Которые думают, что невозможно причащаться Пречистых Таин со слезами, - горе нечувствию и жестокосердию тех! Горе беспечности и ослеплению тех, которые говорят это! Если бы они испытывали и рассуждали себя самих, то не были бы осуждены от собственных слов своих; если б позаботились покаяться, то никогда не сказали бы, что это невозможно; если бы они делом приносили плоды (покаяния), то не оставались бы непричастными благу сему, сему великому дару Божию; если б они стяжали в сердцах своих страх Божий, то исповедали бы, что возможно плакать и рыдать не только во время причащения, но и во всякое другое время.

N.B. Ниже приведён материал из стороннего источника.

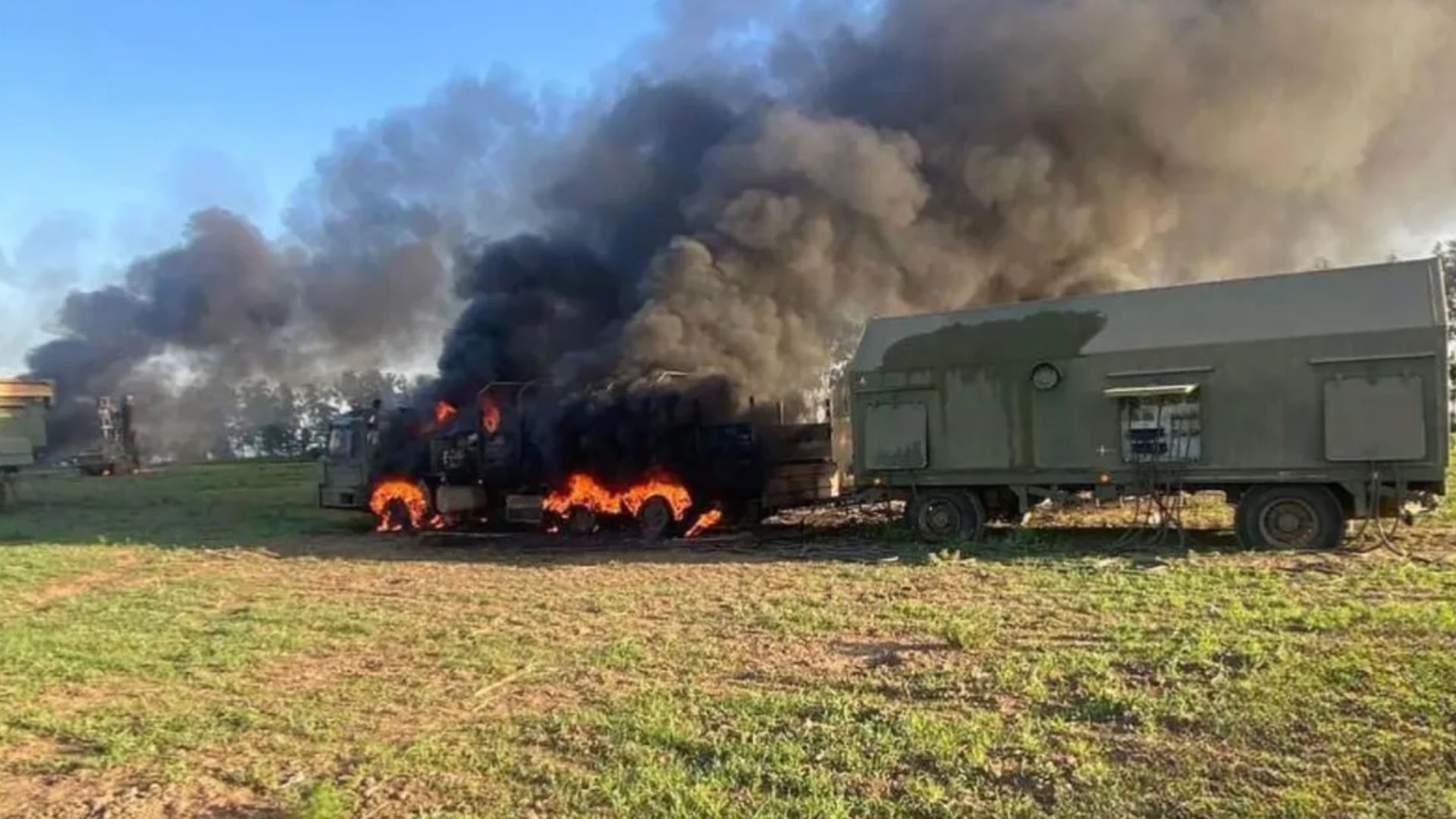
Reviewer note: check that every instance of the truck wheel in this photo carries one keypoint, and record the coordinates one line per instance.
(1289, 518)
(582, 522)
(655, 518)
(941, 516)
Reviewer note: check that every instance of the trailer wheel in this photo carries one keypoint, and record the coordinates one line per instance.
(655, 518)
(1289, 518)
(941, 516)
(582, 522)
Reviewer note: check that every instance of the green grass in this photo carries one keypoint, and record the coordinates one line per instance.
(299, 668)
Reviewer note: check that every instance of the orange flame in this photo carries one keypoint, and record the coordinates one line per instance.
(582, 490)
(384, 503)
(705, 522)
(491, 417)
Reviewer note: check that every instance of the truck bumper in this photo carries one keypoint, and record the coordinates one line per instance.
(343, 497)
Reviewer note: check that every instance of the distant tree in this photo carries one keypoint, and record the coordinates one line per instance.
(359, 390)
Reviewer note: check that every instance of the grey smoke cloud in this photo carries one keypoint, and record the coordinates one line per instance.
(769, 175)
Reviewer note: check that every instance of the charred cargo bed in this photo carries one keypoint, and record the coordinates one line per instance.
(1308, 398)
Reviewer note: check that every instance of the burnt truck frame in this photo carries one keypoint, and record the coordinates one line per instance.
(1307, 398)
(482, 464)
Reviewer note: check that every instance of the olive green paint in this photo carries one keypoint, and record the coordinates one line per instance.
(1261, 353)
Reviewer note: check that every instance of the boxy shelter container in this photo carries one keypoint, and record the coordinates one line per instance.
(1310, 398)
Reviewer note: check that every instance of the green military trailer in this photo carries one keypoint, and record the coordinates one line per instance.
(22, 428)
(1307, 398)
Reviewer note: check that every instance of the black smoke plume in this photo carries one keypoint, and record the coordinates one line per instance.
(774, 174)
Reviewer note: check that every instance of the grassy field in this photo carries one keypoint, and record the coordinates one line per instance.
(201, 642)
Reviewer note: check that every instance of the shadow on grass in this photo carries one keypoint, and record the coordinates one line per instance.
(770, 544)
(273, 506)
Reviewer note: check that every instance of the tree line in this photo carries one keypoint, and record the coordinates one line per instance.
(261, 419)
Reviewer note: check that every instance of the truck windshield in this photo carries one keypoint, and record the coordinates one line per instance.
(341, 442)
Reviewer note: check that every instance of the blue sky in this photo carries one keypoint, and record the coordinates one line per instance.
(120, 117)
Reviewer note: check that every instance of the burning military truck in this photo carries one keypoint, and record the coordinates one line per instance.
(24, 406)
(1307, 398)
(115, 450)
(658, 461)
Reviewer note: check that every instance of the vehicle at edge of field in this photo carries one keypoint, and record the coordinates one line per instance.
(1310, 400)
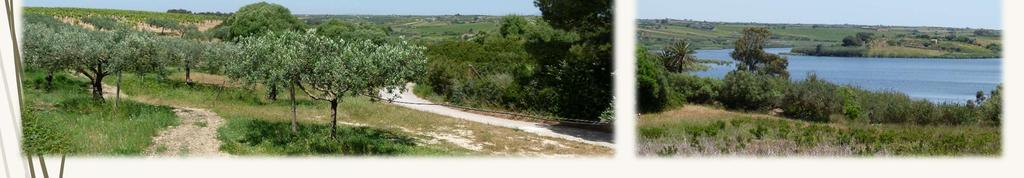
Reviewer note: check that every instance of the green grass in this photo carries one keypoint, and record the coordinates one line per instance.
(130, 15)
(701, 131)
(258, 127)
(239, 106)
(66, 120)
(456, 29)
(247, 137)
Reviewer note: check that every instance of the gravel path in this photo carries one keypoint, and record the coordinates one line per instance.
(573, 134)
(197, 135)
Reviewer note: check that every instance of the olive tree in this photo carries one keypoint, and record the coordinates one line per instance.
(41, 48)
(338, 69)
(89, 54)
(256, 18)
(137, 52)
(271, 59)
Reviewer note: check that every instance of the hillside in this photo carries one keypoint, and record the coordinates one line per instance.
(833, 40)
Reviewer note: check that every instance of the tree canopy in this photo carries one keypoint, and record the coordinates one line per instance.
(260, 17)
(752, 57)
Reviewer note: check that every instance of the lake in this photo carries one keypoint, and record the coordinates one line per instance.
(938, 80)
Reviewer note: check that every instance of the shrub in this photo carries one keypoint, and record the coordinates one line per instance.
(744, 90)
(652, 89)
(694, 89)
(991, 109)
(851, 106)
(811, 99)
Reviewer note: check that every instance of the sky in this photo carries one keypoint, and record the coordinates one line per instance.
(415, 7)
(953, 13)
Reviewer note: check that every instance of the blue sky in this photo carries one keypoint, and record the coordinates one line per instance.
(956, 13)
(493, 7)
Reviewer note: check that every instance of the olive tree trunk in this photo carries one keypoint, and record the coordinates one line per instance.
(42, 165)
(334, 118)
(32, 167)
(49, 80)
(62, 157)
(295, 121)
(272, 95)
(117, 96)
(188, 74)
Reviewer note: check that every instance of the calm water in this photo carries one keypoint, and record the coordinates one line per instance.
(933, 79)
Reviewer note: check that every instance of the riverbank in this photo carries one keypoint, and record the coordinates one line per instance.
(706, 131)
(890, 52)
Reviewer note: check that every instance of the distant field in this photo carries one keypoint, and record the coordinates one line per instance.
(696, 130)
(130, 15)
(888, 41)
(424, 28)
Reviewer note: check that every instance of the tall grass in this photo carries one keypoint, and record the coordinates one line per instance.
(251, 136)
(66, 120)
(747, 135)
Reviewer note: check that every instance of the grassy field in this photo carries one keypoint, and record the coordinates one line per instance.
(892, 41)
(425, 29)
(248, 113)
(129, 15)
(696, 131)
(66, 120)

Почему, желая убедить любовь вашу к возможности сего в настоящем слове, я обращаюсь к сказавшим такие слова, как бы они были здесь, и вопрошаю их: добрые братия мои, говорящие это, скажите мне, почему вы говорите, что это невозможно? - Да потому, говорят, что иные люди легко приходят в умиление и плач, а иные столь крепки сердцем, что не плачут и не кричат, даже когда их бьют. Так эти крепкосердые как могут и к святому причащению приступать с плачем и слезами? Но и сами иереи, каждый день совершающие литургию, могут ли всегда плакать? - На это я отвечаю им: вы говорите, что иные крепкосерды и нескоро приходят в сокрушение, но скажите мне, прошу вас, по какой причине они таковы? Если же не знаете этого, то не постыдитесь дать слух словам моим и узнайте это от меня, ибо написано: аще ли иному открыется седящу, первый да молчит (1Кор.14:30).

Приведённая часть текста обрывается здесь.